The folder containing our data files has large data sets whose names start with “inflammation-“, small ones whose names with “small-“, and possibly other files whose sizes we don’t know. Our goal is to sort those files into three lists called large_files, small_files, and other_files respectively. Add code to the template below to do this. Note that the string method startswith returns True if and only if the string it is called on starts with the string passed as an argument.

Your solution should:

* loop over the names of the files
* figure out which group each filename belongs
* append the filename to that list

In [None]:
from glob import glob
filenames = glob('./data/*')
large_files = []
small_files = []
other_files = []

# pseudocode:
# for loop to loop through 'filenames'
for f in filenames:
# check if 'inflammation' is in current filename
    if 'inflammation' in f:
        large_files.append(f)
    elif 'small' in f:
        small_files.append(f)
    else:
        other_files.append(f)
# if it is, append current filename to large_files
# else if 'small' is in current filename
# append to small_files
# else append to other_files

### Counting Bases
Write a loop that counts the number of bases in a DNA sequence.

In [None]:
dna_sequence = 'CGTACCGTCGACGATGCTACGATCGTCGATCGTAGTCGATCATCGATCGATCGCGATCGATCGATATCGATCGATATCATCGATGCATCGATCATCGATCGATCGATCGATCGACGATCGATCGATCGTAGCTAGCTAGCTAGATCGATCATCATCGTAGCTAGCTCGACTAGCTACGTACGATCGATGCATCGATCGTACGATCGATCGATCGATCGATCGATCGATCGATCGATCGATCGTAGCTAGCTACGATCGCGTACCGTCGACGATGCTACGATCGTCGATCGTAGTCGATCATCGATCGATCGCGATCGATCGATATCGATCGATATCATCGATGCATCGATCATCGATCGATCGATCGATCGACGATCGATCGATCGTAGCTAGCTAGCTAGATCGATCATCATCGTAGCTAGCTCGACTAGCTACGTACGATCGATGCATCGATCGTACGATCGATCGATCGATCGATCGATCGATCGATCGATCGATCGTAGCTAGCTACGATCG'

In [None]:
# initialize counters, e.g.
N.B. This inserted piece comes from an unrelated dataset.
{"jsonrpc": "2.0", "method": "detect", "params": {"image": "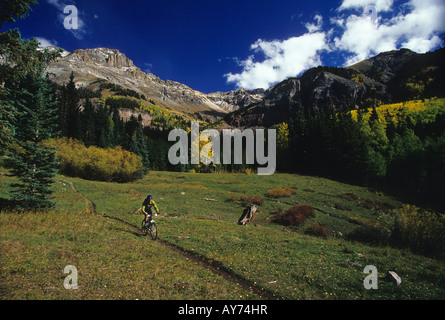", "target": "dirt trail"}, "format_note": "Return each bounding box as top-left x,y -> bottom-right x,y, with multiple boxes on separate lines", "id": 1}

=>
58,179 -> 283,300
G = 0
G = 0 
A = 0
T = 0
C = 0
err = 0
# loop through bases in dna sequence
for base in dna_sequence:
    if base == 'G':
        G += 1
    elif base == 'A':
        A += 1
    elif base == 'T':
        T += 1
    elif base == 'C':
        C += 1
    else:
        err += 1
# if base is G, then increment the value of the G counter by 1
# do this for all the bases each time through the loop
# also add an else statement that prints "unrecognized base"  
# and adds a value to an "error" counter

## Key Points
* Use `if condition` to start a conditional statement, `elif condition` to provide additional tests, and `else` to provide a default.
* The bodies of the branches of conditional statements must be indented.
* Use `==` to test for equality.
* `X and Y` is only true if both `X` and `Y` are true.
* `X or Y` is true if either `X` or `Y`, or both, are true.
* Zero, the empty string, and the empty list are considered false; all other numbers, strings, and lists are considered true.
* Nest loops to operate on multi-dimensional data.
* Put code whose parameters change frequently in a function, then call it with different parameter values to customize its behavior.